La circulation sur le pont a été rétablie en début d'après-midi vers 13h30.
Les manifestants, des habitants des secteurs concernés par le zonage défini par l'Etat après le passage la tempête Xynthia, demandaient une "réelle concertation".
"Arrêtez vos zoneries", réclamaient les banderoles déroulées par les représentants de défense des résidents des zones noires. "Nous n'avons pas pu faire signer nos pétitions aux automobilistes comme nous avions prévu de le faire car la circulation avait été coupée bien en amont du pont", a rapporté à l'Associated Press, Michel Le Bozec, président de l'association de sauvegarde du village des Boucholeurs en Charente-Maritime. "Nous allons réunir dès le début de la semaine prochaine les représentants des associations pour envisager les prochaines étapes de notre combat".
Les habitants des communes sinistrées par la tempête Xynthia étaient appelés à manifester huit jours après la venue de Jean-Louis Borloo à La Rochelle. Le ministre de l'Ecologie avait assuré qu'il n'y aurait pas de "démolition systématique et autoritaire" dans les zones noires, qu'il avait qualifiées de "zones de solidarité".

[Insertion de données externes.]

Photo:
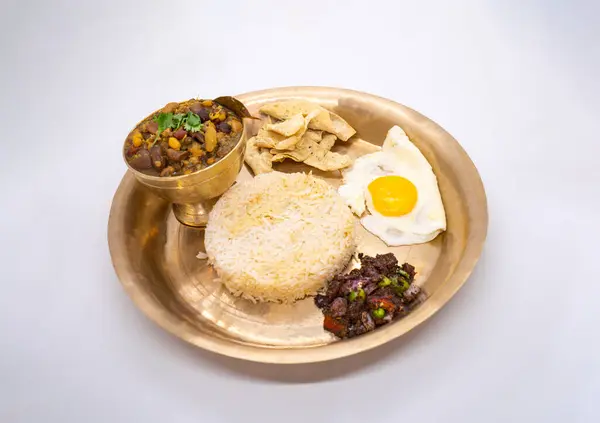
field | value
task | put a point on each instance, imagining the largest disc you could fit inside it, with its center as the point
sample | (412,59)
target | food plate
(155,256)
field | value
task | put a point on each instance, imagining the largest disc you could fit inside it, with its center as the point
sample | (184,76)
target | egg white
(398,156)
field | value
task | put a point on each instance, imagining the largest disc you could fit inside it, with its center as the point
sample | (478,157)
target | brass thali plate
(155,256)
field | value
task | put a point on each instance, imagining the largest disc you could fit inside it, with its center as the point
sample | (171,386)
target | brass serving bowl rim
(179,177)
(293,355)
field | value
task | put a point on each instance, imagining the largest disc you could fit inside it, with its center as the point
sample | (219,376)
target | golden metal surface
(191,194)
(155,257)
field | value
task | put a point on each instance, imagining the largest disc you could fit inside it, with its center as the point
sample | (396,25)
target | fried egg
(398,190)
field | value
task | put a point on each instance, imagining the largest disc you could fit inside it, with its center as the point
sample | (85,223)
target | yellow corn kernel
(174,143)
(137,139)
(196,151)
(236,125)
(218,115)
(210,138)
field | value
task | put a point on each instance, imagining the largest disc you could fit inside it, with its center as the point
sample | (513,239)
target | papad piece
(259,160)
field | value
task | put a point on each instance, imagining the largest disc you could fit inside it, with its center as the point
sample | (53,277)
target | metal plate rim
(345,348)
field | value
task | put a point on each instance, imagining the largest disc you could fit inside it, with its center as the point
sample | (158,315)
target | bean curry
(183,138)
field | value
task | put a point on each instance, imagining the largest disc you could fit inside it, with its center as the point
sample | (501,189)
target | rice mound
(279,237)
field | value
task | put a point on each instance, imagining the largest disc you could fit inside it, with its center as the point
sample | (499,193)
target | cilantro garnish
(190,121)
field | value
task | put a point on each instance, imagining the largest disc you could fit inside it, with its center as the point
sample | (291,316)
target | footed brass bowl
(193,195)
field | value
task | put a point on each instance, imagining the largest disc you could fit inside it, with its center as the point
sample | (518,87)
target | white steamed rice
(279,237)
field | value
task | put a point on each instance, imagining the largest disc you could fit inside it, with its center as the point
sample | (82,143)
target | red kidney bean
(180,133)
(158,161)
(152,127)
(177,156)
(141,161)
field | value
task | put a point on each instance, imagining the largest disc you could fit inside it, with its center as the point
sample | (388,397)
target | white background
(516,82)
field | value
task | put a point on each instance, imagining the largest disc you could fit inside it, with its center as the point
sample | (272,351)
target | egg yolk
(393,195)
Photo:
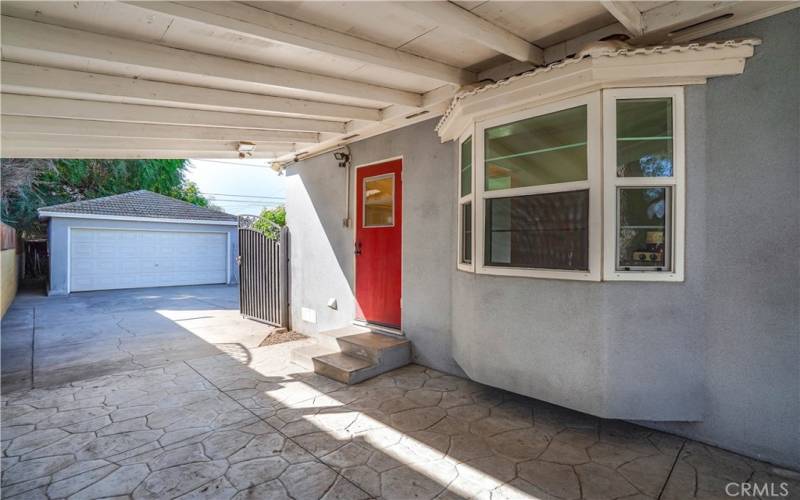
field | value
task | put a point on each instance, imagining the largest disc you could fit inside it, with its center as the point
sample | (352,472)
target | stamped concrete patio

De nouvelles expertises avaient été engagées après la venue de Jean-Louis Borloo. Les premiers éléments devaient être transmis ce vendredi soir au ministère de l'Environnement et les résultats sont attendus mercredi prochain.
Le ministre avait dit vouloir dissiper un "malentendu" sur les zones noires. Mais "nous constatons que le numéro vert annoncé par le ministre de l'Environnement sonne dans le vide", a déploré Michel Le Bozec... "Quant aux agents de solidarité, ils sont arrivés vendredi et les premiers échos laissent apparaître de leur part une volonté d'entériner les décisions de destruction sans concertation", a-t-il expliqué. "Visiblement, ils sont là pour expulser et non discuter. Nous avons demandé aux habitants de ne rien signer pour le moment!".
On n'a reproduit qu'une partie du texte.